795

I have created a Pandas DataFrame

df = DataFrame(index=['A','B','C'], columns=['x','y'])

Now, I would like to assign a value to particular cell, for example to row C and column x. In other words, I would like to perform the following transformation:

     x    y             x    y
A  NaN  NaN        A  NaN  NaN
B  NaN  NaN   ⟶   B  NaN  NaN
C  NaN  NaN        C   10  NaN

with this code:

df.xs('C')['x'] = 10

However, the contents of df has not changed. The dataframe contains yet again only NaNs. How do I what I want?

6
  • 55
    Don't use 'chained indexing' (df['x']['C']), use df.ix['x','C'].
    – Yariv
    Commented Jan 22, 2014 at 15:55
  • 7
    The order of index access needs to be: dataframe[column (series)] [row (Series index)], whereas many people (including myself) are more used to the dataframe[row][column] order. As a Matlab and R programmer the latter feels more intuitive to me but that apparently is not the way Pandas works..
    – Zhubarb
    Commented Jan 31, 2014 at 11:24
  • 2
    i tried that, but i ended up adding another row names x and another column names C. you have to do the row first then the column. so df.ix['C','x']=10
    – Matthew
    Commented Apr 1, 2016 at 14:58
  • 13
    To @Yariv's comment. Warning: Starting in 0.20.0, the .ix indexer is deprecated, in favor of the more strict .iloc and .loc indexers. pandas.pydata.org/pandas-docs/stable/generated/… . df.at looks like it is sticking around.
    – jeffhale
    Commented Aug 30, 2018 at 23:24
  • Be sure to check (and upvote to undig) Atta Jutt’s answer if you need to change values for a whole subset of the dataframe using the index values.
    – Skippy le Grand Gourou
    Commented Mar 3, 2021 at 11:02

25 Answers 25

Reset to default
945

RukTech's answer, df.set_value('C', 'x', 10), is far and away faster than the options I've suggested below. However, it has been slated for deprecation.
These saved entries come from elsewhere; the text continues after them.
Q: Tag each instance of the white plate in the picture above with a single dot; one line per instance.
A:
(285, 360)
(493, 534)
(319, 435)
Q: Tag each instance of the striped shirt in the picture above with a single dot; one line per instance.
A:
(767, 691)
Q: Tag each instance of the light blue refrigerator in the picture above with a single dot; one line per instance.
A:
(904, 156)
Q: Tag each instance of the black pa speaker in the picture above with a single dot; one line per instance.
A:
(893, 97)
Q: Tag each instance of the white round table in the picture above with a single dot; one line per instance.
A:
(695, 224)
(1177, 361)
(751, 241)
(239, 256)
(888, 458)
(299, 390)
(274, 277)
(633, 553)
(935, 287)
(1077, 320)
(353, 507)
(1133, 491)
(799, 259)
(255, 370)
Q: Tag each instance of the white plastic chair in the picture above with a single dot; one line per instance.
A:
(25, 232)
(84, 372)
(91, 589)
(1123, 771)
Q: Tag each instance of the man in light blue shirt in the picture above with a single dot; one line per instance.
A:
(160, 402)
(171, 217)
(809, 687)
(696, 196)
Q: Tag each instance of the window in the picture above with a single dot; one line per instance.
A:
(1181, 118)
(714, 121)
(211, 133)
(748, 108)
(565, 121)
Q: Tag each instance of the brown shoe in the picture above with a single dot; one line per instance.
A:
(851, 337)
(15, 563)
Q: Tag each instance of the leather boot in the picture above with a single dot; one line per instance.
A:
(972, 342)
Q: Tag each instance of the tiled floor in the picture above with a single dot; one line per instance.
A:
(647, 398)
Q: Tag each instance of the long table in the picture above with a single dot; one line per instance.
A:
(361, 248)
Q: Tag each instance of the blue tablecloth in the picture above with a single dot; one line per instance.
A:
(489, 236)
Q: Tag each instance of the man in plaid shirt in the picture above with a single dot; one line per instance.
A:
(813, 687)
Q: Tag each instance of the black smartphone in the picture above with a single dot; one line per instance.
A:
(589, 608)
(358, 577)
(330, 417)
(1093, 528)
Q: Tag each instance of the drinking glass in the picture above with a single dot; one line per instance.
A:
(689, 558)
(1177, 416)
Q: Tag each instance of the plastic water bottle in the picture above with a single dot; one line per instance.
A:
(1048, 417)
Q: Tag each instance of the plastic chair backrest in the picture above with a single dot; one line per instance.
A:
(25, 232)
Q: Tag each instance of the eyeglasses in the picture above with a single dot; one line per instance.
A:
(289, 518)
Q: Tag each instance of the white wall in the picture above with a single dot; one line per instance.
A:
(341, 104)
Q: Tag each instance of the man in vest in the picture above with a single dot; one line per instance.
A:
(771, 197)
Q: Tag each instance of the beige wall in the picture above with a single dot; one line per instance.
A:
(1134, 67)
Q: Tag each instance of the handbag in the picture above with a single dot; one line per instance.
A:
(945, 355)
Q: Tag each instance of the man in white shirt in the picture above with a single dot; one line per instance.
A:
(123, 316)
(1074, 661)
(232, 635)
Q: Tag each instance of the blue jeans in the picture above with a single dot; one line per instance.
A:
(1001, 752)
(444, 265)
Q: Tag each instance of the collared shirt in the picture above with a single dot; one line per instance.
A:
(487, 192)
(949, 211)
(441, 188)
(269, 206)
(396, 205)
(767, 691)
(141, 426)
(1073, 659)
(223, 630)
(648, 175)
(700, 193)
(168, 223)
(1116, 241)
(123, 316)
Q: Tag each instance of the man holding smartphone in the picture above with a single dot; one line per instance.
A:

Going forward, the recommended method is .iat/.at.

Why df.xs('C')['x']=10 does not work:

df.xs('C') by default, returns a new dataframe with a copy of the data, so 

df.xs('C')['x']=10

modifies this new dataframe only.

df['x'] returns a view of the df dataframe, so 

df['x']['C'] = 10

modifies df itself.

Warning: It is sometimes difficult to predict if an operation returns a copy or a view. For this reason the docs recommend avoiding assignments with "chained indexing".

So the recommended alternative is

df.at['C', 'x'] = 10

which does modify df.

In [18]: %timeit df.set_value('C', 'x', 10)
100000 loops, best of 3: 2.9 µs per loop

In [20]: %timeit df['x']['C'] = 10
100000 loops, best of 3: 6.31 µs per loop

In [81]: %timeit df.at['C', 'x'] = 10
100000 loops, best of 3: 9.2 µs per loop
9
  • 1
    There's no such thing as df.x in the API. What did you mean?
    – smci
    Commented May 20, 2013 at 2:21
  • 5
    @smci: 'x' is the name of a column in df. df.x returns a Series with the values in column x. I'll change it to df['x'] since this notation will work with any column name (unlike the dot notation) and I think is clearer.
    – unutbu
    Commented May 20, 2013 at 11:58
  • 1
    I knew that, I thought you were saying df.x was some unknown new method alongside df.xs, df.ix
    – smci
    Commented May 20, 2013 at 23:27
  • 7
    According to the maintainers, this is not the recommended way to set a value. See stackoverflow.com/a/21287235/1579844 and my answer.
    – Yariv
    Commented Jan 22, 2014 at 15:45
  • 2
    In my case I had a mix, i.e. index location and column label. I found this way to get it to work : df_temp.iat[0, df_temp.columns.get_loc('Cash')] = df_temp['Cash'].iloc[0] + start_val
    – Pete
    Commented Mar 26, 2019 at 2:09
265

Update: The .set_value method is going to be deprecated. .iat/.at are good replacements, unfortunately pandas provides little documentation

The fastest way to do this is using set_value. This method is ~100 times faster than .ix method. For example:

df.set_value('C', 'x', 10)
8
  • 6
    It's even better than df['x']['C'] = 10 .
    – Alireza
    Commented Oct 17, 2015 at 13:16
  • 7
    1000 loops, best of 3: 195 µs per loop "df['x']['C'] = 10" 1000 loops, best of 3: 310 µs per loop "df.ix['C','x'] = 10" 1000 loops, best of 3: 189 µs per loop "df.xs('C', copy=False)['x'] = 10" 1000 loops, best of 3: 7.22 µs per loop "df.set_value('C', 'x', 10)"
    – propjk007
    Commented Jan 12, 2016 at 17:37
  • 1
    does this also work for adding a new row/col to the dataframe?
    – st.ph.n
    Commented Feb 24, 2016 at 18:46
  • Yes it does (for pandas 0.16.2)
    – RukTech
    Commented Mar 2, 2016 at 0:33
  • 3
    Seems to be deprecated pandas.pydata.org/pandas-docs/version/0.24/reference/api/…
    – henning no longer feeds AI
    Commented Aug 4, 2023 at 10:17
169

You can also use a conditional lookup using .loc as seen here:

df.loc[df[<some_column_name>] == <condition>, [<another_column_name>]] = <value_to_add>

where <some_column_name is the column you want to check the <condition> variable against and <another_column_name> is the column you want to add to (can be a new column or one that already exists). <value_to_add> is the value you want to add to that column/row.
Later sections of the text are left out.